I think clinicians should know that these new targeted therapies, when prescribed, will require prior authorization. Clinicians, patients, and families should be aware there may be a delay in starting treatment until that is completed. Insurance companies may have preferred agents or may not have updated formularies (many only do this once a year) and require molecular profiling results as well as a copy of the published clinical trial data that got these drugs approved. Most of these new drugs also require frequent lab monitoring at treatment initiation, so it is important to ensure we regularly follow up with patients once they start therapy to make sure monitoring guidelines can be followed. 

References

  1. National Cancer Institute. SEER Database. Cancer Stat Facts: Lung and Bronchus Cancer. Accessed September 20, 2021. https://seer.cancer.gov/statfacts/html/lungb.html.

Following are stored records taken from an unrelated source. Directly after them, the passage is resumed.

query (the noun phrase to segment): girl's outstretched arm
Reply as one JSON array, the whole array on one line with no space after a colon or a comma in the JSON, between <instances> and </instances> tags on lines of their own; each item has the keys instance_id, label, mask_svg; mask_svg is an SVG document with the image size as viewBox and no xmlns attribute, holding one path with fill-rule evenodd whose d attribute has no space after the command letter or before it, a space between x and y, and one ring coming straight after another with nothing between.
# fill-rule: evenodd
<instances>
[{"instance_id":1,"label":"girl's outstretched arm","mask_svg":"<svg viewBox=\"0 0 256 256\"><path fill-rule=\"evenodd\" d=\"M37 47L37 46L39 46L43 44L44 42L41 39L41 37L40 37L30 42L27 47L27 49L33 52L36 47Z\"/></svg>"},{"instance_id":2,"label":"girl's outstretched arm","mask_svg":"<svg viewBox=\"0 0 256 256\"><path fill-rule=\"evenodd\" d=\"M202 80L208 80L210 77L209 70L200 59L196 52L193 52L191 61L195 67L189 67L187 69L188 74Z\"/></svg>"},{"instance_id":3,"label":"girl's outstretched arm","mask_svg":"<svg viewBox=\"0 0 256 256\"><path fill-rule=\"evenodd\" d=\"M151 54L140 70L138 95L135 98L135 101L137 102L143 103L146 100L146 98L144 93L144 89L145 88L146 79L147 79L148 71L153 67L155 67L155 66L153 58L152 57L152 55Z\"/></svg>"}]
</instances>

  2. Adderley H, Blackhall FH, Lindsay CR. KRAS-mutant non-small cell lung cancer: Converging small molecules and immune checkpoint inhibition. 2019;41:711-716.
  3. Slebos RJ, Kibbelaar RE, Dalesio O, et al. K-ras oncogene activation as a prognostic marker in adenocarcinoma of the lung. N Engl J Med. 1990;323:561-565.
  4. Skoulidis F, Li BT, Dy GK, et al. Sotorasib for lung cancers with KRASG12C Mutation. N Engl J Med. 2021;384:2371-2381.
  5. Drilon A, Oxnard GR, Tan DSW, et al. Efficacy of selpercatinib in RET fusion-positive non-small-cell lung cancer. N Engl J Med. 2020;383:813-824.
  6. Gainor JF, Curigliano G, Kim DW, et al. Pralsetinib for RET fusion-positive non-small-cell lung cancer (ARROW): a multi-cohort, open-label, phase 1/2 study. Lancet Oncol. 2021;22:959-969.
  7. Wolf J, Seto T, Han JY, et al. Capmatinib in METexon 14-mutated or MET-amplified non-small-cell lung cancer. N Engl J Med. 2020;383:944-957.
  8. Paik PK, Felip E, Veillon R, et al. Tepotinib in non-small-cell lung cancer with METexon 14 skipping mutations. N Engl J Med. 2020;383:931-943.
  9. Park K, Haura EB, Leighl NB, et al. Amivantamab in EGFR eon 20 insertion-mutated non-small-cell lung cancer progressing on platinum chemotherapy: Initial results from the CHRYSALIS phase I study. J Clin Oncol. 2021:JCO2100662.
  10. Amivantamab prescribing information. Approved 2021. Accessed September 19, 2021. https://www.accessdata.fda.gov/drugsatfda_docs/label/2021/761210s000lbl.pdf
  11. Bauml J, Cho BC, Park K, et al. Amivantamab in combination with lazertinib for the treatment of osimertinib-relapsed, chemotherapy-naïve EGFR mutant (EGFRm) non-small cell lung cancer (NSCLC) and potential biomarkers for response. J Clin Oncol. 2021;39 (suppl; abstr 9006).